Culture

Namur célèbre le film francophone

C’est dans le magnifique théâtre de Namur qu’a eu lieu le coup d’envoi, vendredi dernier de la 33e édition du Festival international du film francophone. C’est avec les films «Nos Batailles» de Guillaume Senez et «Un amour impossible» de Catherine Corsini qu’a démarré cette fête du cinéma. 


Entre le chapiteau, la petite place et le théâtre habité par les âmes de Shakespeare, Rossini ou encore Mozart, les stars venues présenter leurs films se mélangent au public. À Namur, il n’y a ni strass ni paillettes, c’est l’amour du cinéma qui prime. Un Jean-Paul Rouve arrive volontiers à pied de son hôtel, Lambert Wilson entre par la porte principale et Virginie Efira, accompagnée de Niels Schneider, n’hésite pas à faire la fête avec les festivaliers. Un mélange de bonne humeur et de professionnalisme pour un festival qui célèbre sa 33e édition du 28 septembre au 5 octobre. Compétition officielle, longs métrages, courts métrages mais aussi masterclasses, hommages, coups de cœur et ateliers. Un programme costaud avec une forte présence marocaine en les personnes de Nabil Ayouch et Nadia Kounda (jury court métrage) et avec «Sofia», de Meryem Benm’Barek, film représenté par le comédien Hamza Khafif. Le weekend commence sur les chapeaux de roues avec des films puissants sur la complexité des liens familiaux, la séparation, la relation père-enfants.

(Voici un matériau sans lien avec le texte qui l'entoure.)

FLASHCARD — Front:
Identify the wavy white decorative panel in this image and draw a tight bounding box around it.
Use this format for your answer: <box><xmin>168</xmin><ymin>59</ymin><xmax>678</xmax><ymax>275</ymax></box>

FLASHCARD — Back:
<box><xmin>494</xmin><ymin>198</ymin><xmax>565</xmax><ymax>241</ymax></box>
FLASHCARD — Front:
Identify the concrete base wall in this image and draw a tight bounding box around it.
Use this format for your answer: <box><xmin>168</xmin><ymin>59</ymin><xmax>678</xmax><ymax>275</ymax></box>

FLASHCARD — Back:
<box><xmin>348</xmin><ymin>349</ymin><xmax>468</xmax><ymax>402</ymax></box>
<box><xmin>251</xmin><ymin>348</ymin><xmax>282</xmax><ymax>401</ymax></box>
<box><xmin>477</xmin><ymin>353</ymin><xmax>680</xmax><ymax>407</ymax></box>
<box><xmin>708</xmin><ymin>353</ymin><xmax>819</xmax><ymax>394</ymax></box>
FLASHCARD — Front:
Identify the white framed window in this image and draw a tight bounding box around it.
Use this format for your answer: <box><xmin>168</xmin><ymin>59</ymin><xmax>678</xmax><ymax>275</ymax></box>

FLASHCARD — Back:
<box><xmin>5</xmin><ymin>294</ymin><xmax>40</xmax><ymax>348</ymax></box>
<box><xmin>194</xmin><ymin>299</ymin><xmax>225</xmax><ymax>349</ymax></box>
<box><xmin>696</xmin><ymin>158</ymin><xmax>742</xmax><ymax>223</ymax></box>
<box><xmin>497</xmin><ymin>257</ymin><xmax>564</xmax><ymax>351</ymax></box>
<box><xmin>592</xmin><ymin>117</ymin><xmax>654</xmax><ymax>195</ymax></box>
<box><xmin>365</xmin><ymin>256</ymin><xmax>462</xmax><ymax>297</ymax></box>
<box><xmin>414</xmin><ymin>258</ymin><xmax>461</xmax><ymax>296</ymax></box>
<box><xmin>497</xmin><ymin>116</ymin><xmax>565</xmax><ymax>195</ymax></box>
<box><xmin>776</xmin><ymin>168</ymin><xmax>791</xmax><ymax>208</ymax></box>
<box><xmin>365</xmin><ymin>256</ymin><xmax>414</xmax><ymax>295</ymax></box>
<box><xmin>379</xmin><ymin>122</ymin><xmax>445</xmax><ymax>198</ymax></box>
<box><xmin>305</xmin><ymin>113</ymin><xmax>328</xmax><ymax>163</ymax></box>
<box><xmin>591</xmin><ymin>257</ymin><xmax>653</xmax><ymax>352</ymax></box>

Les batailles convaincantes de Romain Duris
Dans «Nos Batailles» du Franco-belge Guillaume Senez, Romain Duris a ému. Devenu père célibataire du jour au lendemain, il se retrouve confronté à la dure réalité du quotidien des mères: travailler tout en s’occupant des enfants. La paternité, le travail. Une chronique touchante et juste. Olivier, campé par un Romain Duris d’une grande sensibilité, est occupé par son boulot de contremaître et par les pressions que subit son équipe. Il ne voit pas venir la dépression de se femme qui, un beau jour, n’ira pas chercher ses enfants à l’école et ne rentrera pas à la maison. Elle n’a laissé ni lettre, ni explications. Elle est juste partie. Aidé par des personnages attachants et des acteurs brillants comme Lætitia Dosch et Laure Calamy, Guillaume Senez raconte avec beaucoup de justesse le dehors et le dedans, ce qui se passe au travail et à la maison, la limite à ne pas franchir entre les deux, si toutefois limite il y a. Le début du film donne d’ailleurs le ton: l’ombre du suicide d’un collègue jugé pas assez performant viendra planer sur le film. Un film dont la standing ovation au générique ce vendredi soir laisse présager un prix en fin de la semaine, et qui sortira en salles le 3 octobre.

Un amour impossible rapproche Virginie Efira de Niels Schneider
Les acteurs, complices pendant le festival, se sont rapprochés lors du tournage du film de Catherine Corsini «Un amour impossible», adaptation du roman de Christine Angot. Même si l’on connaît l’histoire, le film n’en reste pas moins poignant et bouleversant. La réalisatrice suit l’histoire de Rachel, une femme travailleuse qui tombe amoureuse de Philippe, un bourgeois. Il fait tout pour rentrer dans sa vie et ne jamais en sortir. Il lui fait découvrir la poésie, la philosophie, la littérature, la culture. Avec lui, les jours passent et ne se ressemblent pas. Mais lorsque les choses commencent à devenir sérieuses, Philippe est clair: il ne se mariera pas avec elle. «Si tu étais riche, je considérerais la chose, mais ce n’est pas le cas». Une phrase qui sonne comme un coup de couteau dans le cœur de Rachel, éperdument amoureuse et enceinte qui plus est. S’ensuit tout un combat de la mère pour faire reconnaître son enfant par un père absent, qui vient les visiter de temps en temps, les emmener en weekend, les distraire, leur donner des moments de joie à l’abri des regards indiscrets. Le film évolue avec le temps et voit grandir une petite fille qui n’a rien demandé, sans père. «Je ne veux pas qu’elle grandisse avec la mention de père inconnu», finit par dire, révoltée, Rachel quand la petite a 14 ans. Mais la reconnaissance tant attendue de l’enfant aura un prix, un prix très lourd. L’enfant se rapproche d’un père qu’elle ne connaît pas, s’en rapproche un peu trop puisqu’il abuse d’elle. Une épreuve que la mère et l’enfant devront apprendre à surmonter. Un film à la fois lumineux et obscur, déchirant, souvent injuste, amené subtilement par une Virginie Efira bluffante, simple et juste, et un Niels Schneider irrésistiblement effrayant et dangereux. Sortie en salle le 7 novembre.